The Outsider's Guide to Marche du Nain Rouge
In the grand tradition of Detroit's major drinking holidays -- the St. Patrick's Day Corktown Parade, Tigers' Opening Day, Paczki Day in Hamtramck, Labor Day in Hamtramck, Tour de Troit -- comes the Marche du Nain Rouge, a free springtime parade/party that is steeped in historic traditions born from the area's French settlers, making it, essentially, Detroit's answer to Mardi Gras.
Held every year on the Sunday after the spring equinox in March, the Marche du Nain Rouge was revived in 2010 with a few hundred people and some wheelbarrows, and has turned into a full-scale parade with homemade non-motorized neighborhood "floats" (also called "chariots"), thousands of elaborately and/or ridiculously costumed marchers, and a host of coordinating events and "Nain specials" at local bars and shops.
If you're new to the city, in town for the weekend, or don't know Nain from Shinola, here's a quick primer for you.
What is the Nain Rouge?
The Nain Rouge is the red dwarf, or red devil, or red goblin -- whichever small-ish, twisted, humanoid, hell-raising creature of myth you prefer -- that is known as a harbinger of doom and has tormented the city of Detroit since the days of Antoine de la Mothe Cadillac, the French settler of Detroit. Soon after seeing the Nain in 1701, Cadillac lost his fortune. Since then, the Nain is said to have appeared before the aptly-named Battle of Bloody Run in 1763, the Great Fire of 1805 that almost completely wiped the city from the map, the catastrophic 1967 riot that has become a defining moment in Detroit's modern history, and various smaller crimes and personal tragedies.

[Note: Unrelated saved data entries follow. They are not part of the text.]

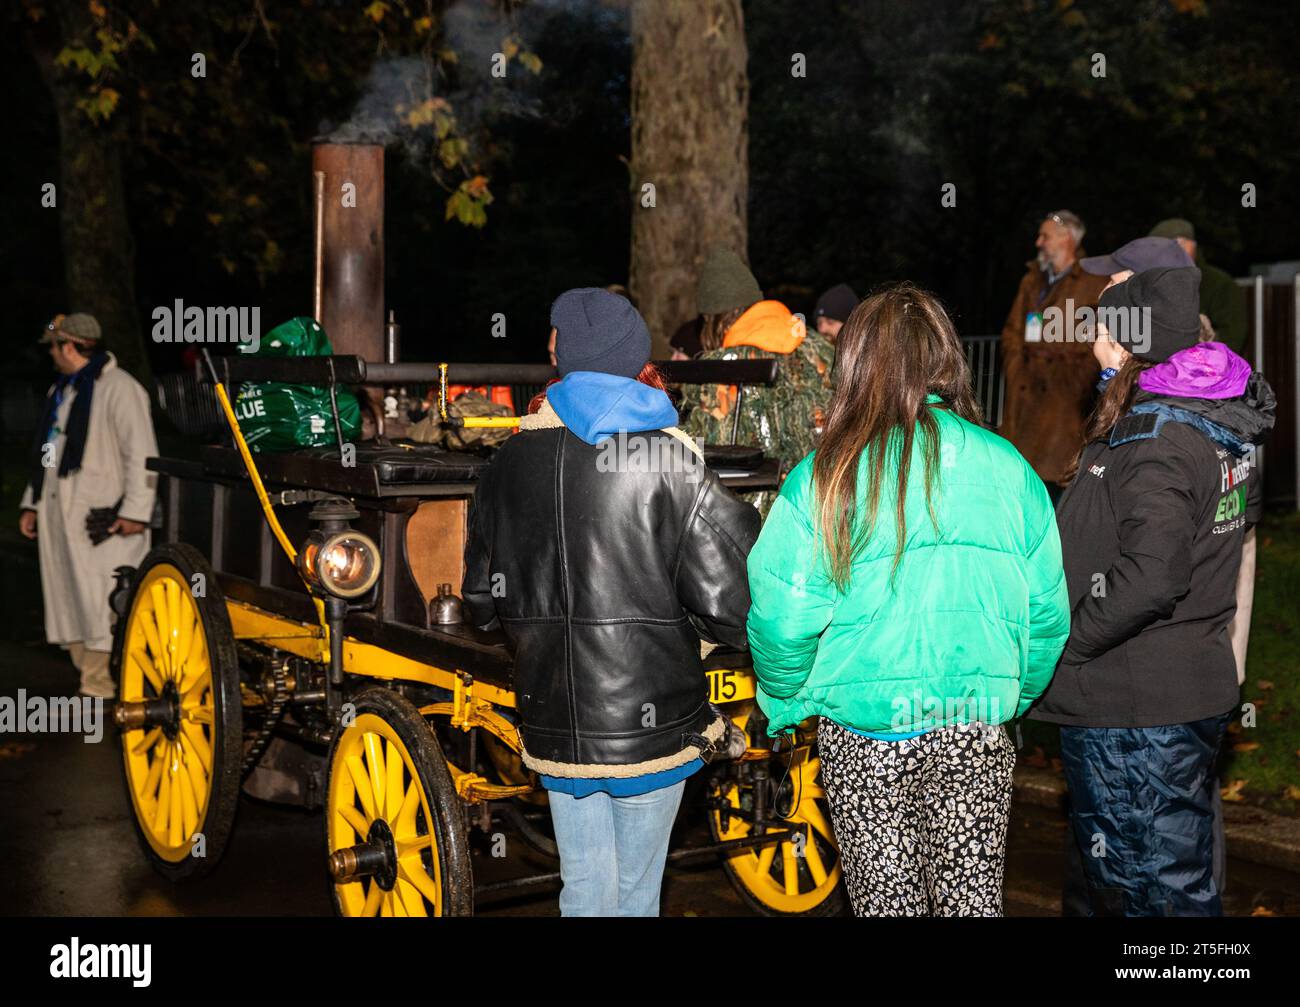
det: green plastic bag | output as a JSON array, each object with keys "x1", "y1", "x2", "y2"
[{"x1": 234, "y1": 317, "x2": 362, "y2": 452}]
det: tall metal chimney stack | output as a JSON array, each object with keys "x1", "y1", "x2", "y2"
[{"x1": 311, "y1": 141, "x2": 384, "y2": 364}]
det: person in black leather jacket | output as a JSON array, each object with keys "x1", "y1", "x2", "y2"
[{"x1": 463, "y1": 287, "x2": 759, "y2": 916}]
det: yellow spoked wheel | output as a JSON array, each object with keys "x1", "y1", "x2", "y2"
[
  {"x1": 111, "y1": 543, "x2": 242, "y2": 881},
  {"x1": 326, "y1": 689, "x2": 472, "y2": 917},
  {"x1": 708, "y1": 707, "x2": 846, "y2": 916}
]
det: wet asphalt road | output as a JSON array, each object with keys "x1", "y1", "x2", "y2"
[{"x1": 3, "y1": 635, "x2": 1299, "y2": 918}]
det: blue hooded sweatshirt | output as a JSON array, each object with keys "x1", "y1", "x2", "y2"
[
  {"x1": 537, "y1": 370, "x2": 704, "y2": 798},
  {"x1": 545, "y1": 371, "x2": 679, "y2": 445}
]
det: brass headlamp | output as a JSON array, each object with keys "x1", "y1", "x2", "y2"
[{"x1": 297, "y1": 500, "x2": 381, "y2": 599}]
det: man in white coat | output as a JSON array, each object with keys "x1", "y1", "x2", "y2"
[{"x1": 18, "y1": 313, "x2": 158, "y2": 699}]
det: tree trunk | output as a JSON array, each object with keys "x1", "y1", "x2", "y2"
[
  {"x1": 629, "y1": 0, "x2": 749, "y2": 356},
  {"x1": 32, "y1": 0, "x2": 148, "y2": 382}
]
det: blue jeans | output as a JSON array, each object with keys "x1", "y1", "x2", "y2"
[
  {"x1": 1060, "y1": 713, "x2": 1230, "y2": 916},
  {"x1": 547, "y1": 780, "x2": 686, "y2": 917}
]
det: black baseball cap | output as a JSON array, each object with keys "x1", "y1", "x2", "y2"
[{"x1": 1081, "y1": 236, "x2": 1193, "y2": 276}]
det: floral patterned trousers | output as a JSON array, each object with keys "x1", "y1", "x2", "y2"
[{"x1": 818, "y1": 717, "x2": 1016, "y2": 916}]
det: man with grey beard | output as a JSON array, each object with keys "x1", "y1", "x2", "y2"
[{"x1": 999, "y1": 210, "x2": 1109, "y2": 494}]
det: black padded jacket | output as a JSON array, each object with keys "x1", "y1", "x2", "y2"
[
  {"x1": 463, "y1": 425, "x2": 760, "y2": 776},
  {"x1": 1029, "y1": 376, "x2": 1274, "y2": 727}
]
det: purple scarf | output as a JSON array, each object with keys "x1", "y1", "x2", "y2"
[{"x1": 1138, "y1": 342, "x2": 1251, "y2": 399}]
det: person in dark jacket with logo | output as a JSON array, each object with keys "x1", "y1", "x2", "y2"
[
  {"x1": 1030, "y1": 266, "x2": 1275, "y2": 916},
  {"x1": 463, "y1": 287, "x2": 760, "y2": 917}
]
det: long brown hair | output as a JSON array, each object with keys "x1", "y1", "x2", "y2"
[
  {"x1": 699, "y1": 306, "x2": 748, "y2": 352},
  {"x1": 1063, "y1": 355, "x2": 1154, "y2": 482},
  {"x1": 813, "y1": 284, "x2": 982, "y2": 590}
]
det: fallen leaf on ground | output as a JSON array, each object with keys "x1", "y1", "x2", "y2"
[
  {"x1": 1231, "y1": 741, "x2": 1261, "y2": 753},
  {"x1": 1251, "y1": 906, "x2": 1277, "y2": 916},
  {"x1": 1221, "y1": 779, "x2": 1248, "y2": 802},
  {"x1": 1284, "y1": 785, "x2": 1300, "y2": 801},
  {"x1": 1256, "y1": 680, "x2": 1274, "y2": 690}
]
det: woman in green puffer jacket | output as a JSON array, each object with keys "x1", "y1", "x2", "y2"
[{"x1": 746, "y1": 283, "x2": 1070, "y2": 917}]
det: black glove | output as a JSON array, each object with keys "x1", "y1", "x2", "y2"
[{"x1": 86, "y1": 496, "x2": 124, "y2": 546}]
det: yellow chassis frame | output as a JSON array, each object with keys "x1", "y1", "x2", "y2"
[{"x1": 229, "y1": 600, "x2": 758, "y2": 804}]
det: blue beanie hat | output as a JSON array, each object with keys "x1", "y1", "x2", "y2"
[{"x1": 549, "y1": 287, "x2": 651, "y2": 378}]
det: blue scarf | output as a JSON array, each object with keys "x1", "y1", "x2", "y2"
[{"x1": 28, "y1": 351, "x2": 111, "y2": 505}]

Got it. So what is the Marche du Nain Rouge then?
Every year on the Sunday after the spring equinox, Detroiters gather to celebrate the city and banish the Nain Rogue and his evil machinations, a revival of an Olde Detroit tradition that culminated with the burning of an effigy of the Nain. Nowadays, the Nain himself makes a personal appearance at the parade to revel in his own destructive glory and taunt the crowd with promises of future demise -- yet every year since the Marche's 2010 revival, Detroit's own revival seems to get stronger and stronger. Coincidence? Detroiters aren't taking any chances.
Are costumes mandatory?
Marchers are encouraged to come in costume so that the Nain can't recognize them upon his return and exact his revenge. That said, no, costumes are not "mandatory," but... are you really that lame? Maybe just stay home and clean the bathroom if you're too cool for a costume. P.S., while there is no standard costume prescription, it should go without saying that red is the preferred color.
Where is the Marche held?
The Marche du Nain Rouge is held throughout Midtown, starting on West Canfield in front of Traffic Jam & Snug and Motor City Brewing Works, and ending at Cass Park in front of the Masonic Temple -- where the "official" after-party is held, though pretty much all of the Cass Corridor is the after-party, from Honest John's to the Old Miami.
Sweet! But WHEN is this year's Marche?
This year the Marche is on Sunday, March 22 at 1pm.